Top Secret
Read Romans 2:1-16.
“This will take place on the day when God will judge men’s secrets through Jesus Christ, as my gospel declares” (v. 16).
As the 1968 football season neared, the Longhorns shrouded their new offense in absolute secrecy. It turned out, though, that some students, broadcasters, and even the opposing coaches from Houston knew all about this secret.
The scheme was the brainchild of assistant coach Emory Bellard. (See Devotion No. 30.) Everything about this new-fangled formation was top secret. Darrell Royal and his coaches talked to no one about it and closed all practices to outsiders. Then at a press party the night before the season-opening game with 11th-ranked Houston, a member of the Cougar radio broadcasting team walked up to Royal with a diagram of the new offense. He asked the coach what he called it. An understandably upset Royal asked him how he knew about it. It turned out the secret was no secret at all -- at least not in Houston.
The weak spot in the coaches’ attempts at stealth lay in the fact that they obviously had to let their players in on the secret. The sister of one of the Houston players had a boyfriend who played for Texas.

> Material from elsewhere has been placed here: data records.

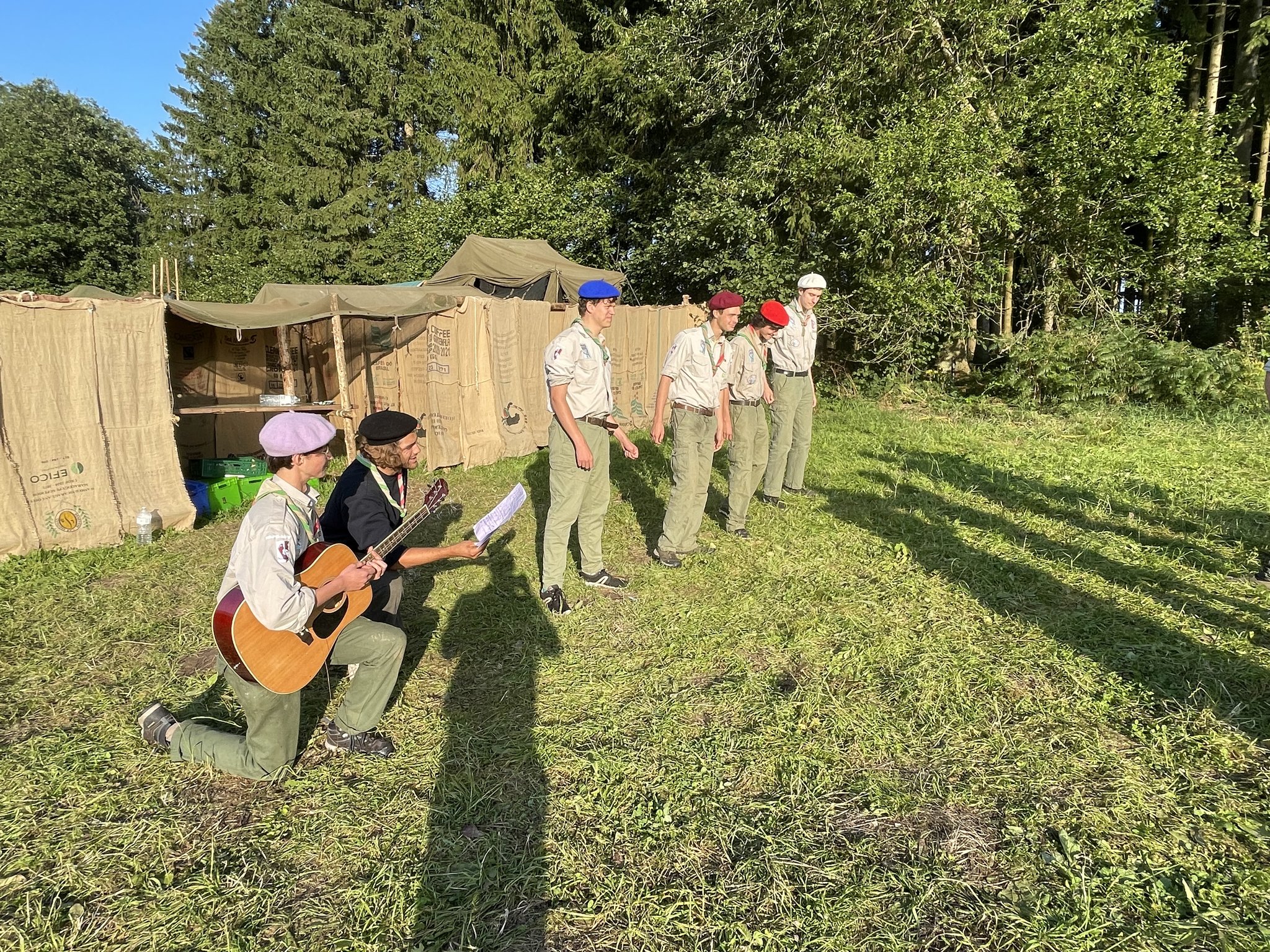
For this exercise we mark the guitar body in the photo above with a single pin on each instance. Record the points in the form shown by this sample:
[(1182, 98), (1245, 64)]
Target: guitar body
[(283, 662)]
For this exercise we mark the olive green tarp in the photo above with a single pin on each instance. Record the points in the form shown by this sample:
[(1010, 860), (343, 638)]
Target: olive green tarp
[(522, 268)]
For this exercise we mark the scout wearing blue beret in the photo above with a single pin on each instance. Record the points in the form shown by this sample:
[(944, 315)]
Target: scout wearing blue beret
[(580, 400)]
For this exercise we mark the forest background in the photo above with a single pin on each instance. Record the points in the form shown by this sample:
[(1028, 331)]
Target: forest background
[(964, 174)]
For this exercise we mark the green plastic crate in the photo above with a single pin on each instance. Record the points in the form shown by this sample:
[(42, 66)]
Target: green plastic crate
[(234, 466), (225, 494)]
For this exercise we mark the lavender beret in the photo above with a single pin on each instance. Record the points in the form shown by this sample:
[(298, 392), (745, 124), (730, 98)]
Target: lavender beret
[(286, 434)]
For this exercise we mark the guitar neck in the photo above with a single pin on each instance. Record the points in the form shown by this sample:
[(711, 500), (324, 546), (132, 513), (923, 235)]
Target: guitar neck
[(399, 535)]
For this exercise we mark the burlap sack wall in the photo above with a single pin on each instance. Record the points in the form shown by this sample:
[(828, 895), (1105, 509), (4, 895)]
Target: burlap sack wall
[(512, 380), (87, 423)]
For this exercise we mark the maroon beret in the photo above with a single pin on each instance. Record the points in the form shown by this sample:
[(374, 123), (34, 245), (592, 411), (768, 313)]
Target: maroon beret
[(724, 300)]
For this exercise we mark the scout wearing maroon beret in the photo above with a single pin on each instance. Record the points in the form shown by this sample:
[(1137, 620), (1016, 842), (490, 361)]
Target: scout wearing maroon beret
[(747, 395), (370, 500), (278, 527), (695, 384)]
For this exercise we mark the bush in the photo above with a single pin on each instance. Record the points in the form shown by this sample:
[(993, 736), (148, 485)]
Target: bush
[(1122, 363)]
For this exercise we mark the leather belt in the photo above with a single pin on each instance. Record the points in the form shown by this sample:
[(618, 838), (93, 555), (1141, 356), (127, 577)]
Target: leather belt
[(690, 408), (598, 421)]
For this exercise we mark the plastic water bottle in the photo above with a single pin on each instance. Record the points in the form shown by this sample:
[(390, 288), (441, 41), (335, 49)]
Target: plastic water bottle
[(145, 532)]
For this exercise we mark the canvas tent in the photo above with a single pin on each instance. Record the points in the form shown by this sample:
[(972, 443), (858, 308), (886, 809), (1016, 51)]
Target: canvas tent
[(521, 268)]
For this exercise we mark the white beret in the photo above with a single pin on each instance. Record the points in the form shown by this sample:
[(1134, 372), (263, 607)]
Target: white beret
[(286, 434)]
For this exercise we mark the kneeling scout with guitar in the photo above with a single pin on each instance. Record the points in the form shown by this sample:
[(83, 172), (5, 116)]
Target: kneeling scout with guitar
[(273, 624)]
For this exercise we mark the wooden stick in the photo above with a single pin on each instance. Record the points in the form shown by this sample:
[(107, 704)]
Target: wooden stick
[(288, 374), (337, 332)]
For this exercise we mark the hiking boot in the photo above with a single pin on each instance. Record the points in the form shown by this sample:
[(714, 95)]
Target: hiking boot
[(554, 599), (155, 723), (603, 579), (371, 743), (668, 559)]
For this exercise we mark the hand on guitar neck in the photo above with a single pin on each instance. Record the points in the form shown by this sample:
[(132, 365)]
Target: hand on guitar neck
[(352, 579)]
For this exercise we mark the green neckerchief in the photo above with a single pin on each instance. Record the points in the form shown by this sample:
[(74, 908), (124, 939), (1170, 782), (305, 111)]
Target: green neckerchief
[(705, 333), (384, 487), (757, 352), (598, 342), (310, 531)]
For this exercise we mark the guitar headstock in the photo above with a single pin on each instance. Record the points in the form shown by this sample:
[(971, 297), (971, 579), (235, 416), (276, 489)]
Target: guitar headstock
[(436, 494)]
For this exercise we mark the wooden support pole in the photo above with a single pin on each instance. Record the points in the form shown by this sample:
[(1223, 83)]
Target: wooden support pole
[(288, 372), (337, 333)]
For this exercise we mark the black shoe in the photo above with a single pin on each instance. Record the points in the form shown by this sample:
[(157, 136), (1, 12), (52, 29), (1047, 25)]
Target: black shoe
[(154, 723), (603, 579), (554, 599), (371, 743)]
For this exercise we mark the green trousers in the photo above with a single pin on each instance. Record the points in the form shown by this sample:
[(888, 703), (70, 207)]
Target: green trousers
[(791, 433), (747, 459), (273, 720), (577, 496), (691, 460)]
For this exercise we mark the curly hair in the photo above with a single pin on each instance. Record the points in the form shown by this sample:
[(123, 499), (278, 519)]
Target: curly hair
[(386, 456)]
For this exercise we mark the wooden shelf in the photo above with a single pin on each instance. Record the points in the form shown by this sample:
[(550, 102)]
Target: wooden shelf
[(258, 409)]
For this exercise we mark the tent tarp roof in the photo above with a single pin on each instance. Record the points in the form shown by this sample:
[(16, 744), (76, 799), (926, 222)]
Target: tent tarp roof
[(515, 263), (277, 305)]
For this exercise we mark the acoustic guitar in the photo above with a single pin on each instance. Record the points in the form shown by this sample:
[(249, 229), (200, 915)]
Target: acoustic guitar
[(283, 662)]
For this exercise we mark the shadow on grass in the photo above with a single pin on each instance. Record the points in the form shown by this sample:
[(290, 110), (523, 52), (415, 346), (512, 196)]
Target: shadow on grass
[(1140, 649), (482, 881)]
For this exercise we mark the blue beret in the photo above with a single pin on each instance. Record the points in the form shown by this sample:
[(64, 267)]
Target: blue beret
[(598, 289)]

That Longhorn player told his girlfriend who told her brother who told his coaches that Texas had a new offense that looked a lot like the Veer offense Houston head coach Bill Yeoman had invented in 1964.
Perhaps adding insult to injury, a Houston sportswriter came up with the name for the offense that stuck. After the game, a 20-20 tie, a writer asked Royal what he called his offense, and he replied, “I don’t know. What do you guys think?” A writer said it looked like a chicken pully-bone and offered the name “wishbone.”
Soon the whole college football world would know about this “secret” offense that took the Horns to thirty straight wins and two national titles.
We must be vigilant about the personal information we prefer to keep secret. Much information about us -- from credit reports to what movies we rent -- is readily available to prying and persistent persons. In our information age, people we don’t know may know a lot about us — or at least they can find out.
While diligence may allow us to be reasonably successful in keeping some secrets from the world at large, we should never deceive ourselves into believing we are keeping secrets from God. God knows everything about us, including all those things we wouldn’t want proclaimed at church. All our sins, mistakes, failures, shortcomings, quirks, prejudices, and desires – God knows all our would-be secrets.
But here’s something God hasn’t kept a secret: No matter what he knows about us, he loves us still.
In the Wishbone, all you had to do was be a little afraid. – James Street on the secret to being a successful Wishbone quarterback
We have no secrets before God, and it’s no secret that he nevertheless loves us still.